60 Jahre „Jüdische Allgemeine“

Am 15. April 1946 ist die „Jüdische Allgemeine“ als jüdisches Gemeindeblatt erstmals in Düssel­dorf erschienen. Das anfangs vierseitige Periodi­kum sollte als „ein erster Schritt in die Freiheit, ein weiterer Schritt für den Wiederaufbau der jüdi­schen Gemeinden in Deutschland“ dienen. 1973 wurde das Blatt vom Zentralrat der Juden in Deutschland erworben und in Bonn zur „Allge­meinen Jüdischen Wochenzeitung“ umformatiert.
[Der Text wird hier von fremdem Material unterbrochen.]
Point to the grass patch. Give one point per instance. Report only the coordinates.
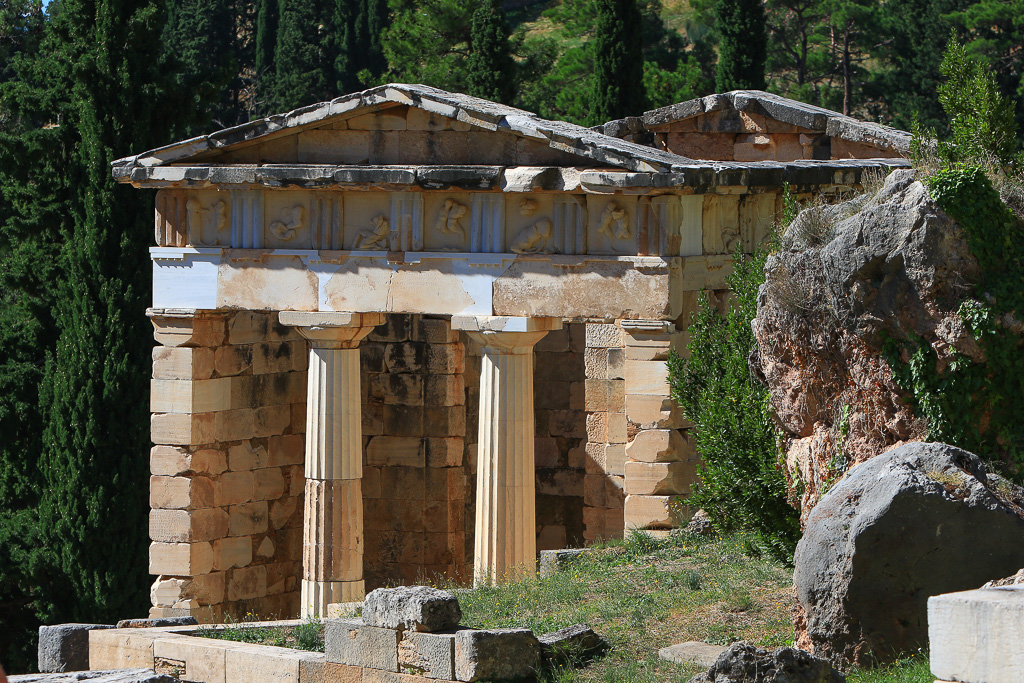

Doch erreichte die Zeitung ihre Leser immer we­niger, 1994 wurde auf 14-tägiges Erscheinen reduziert; vor dem Umzug nach Berlin 1999 konnten gerade noch 5.000 Exemplare erschei­nungstäglich verkauft werden. Seither hat sich die „Jüdische Allgemeine“ rundum erneuert, ist wie­der Wochenzeitung „für Politik, Kultur, Religion und jüdisches Leben“, hat einen Umfang von mindestens 20 Seiten und eine verkaufte Auflage von rund 17.000 Exemplaren.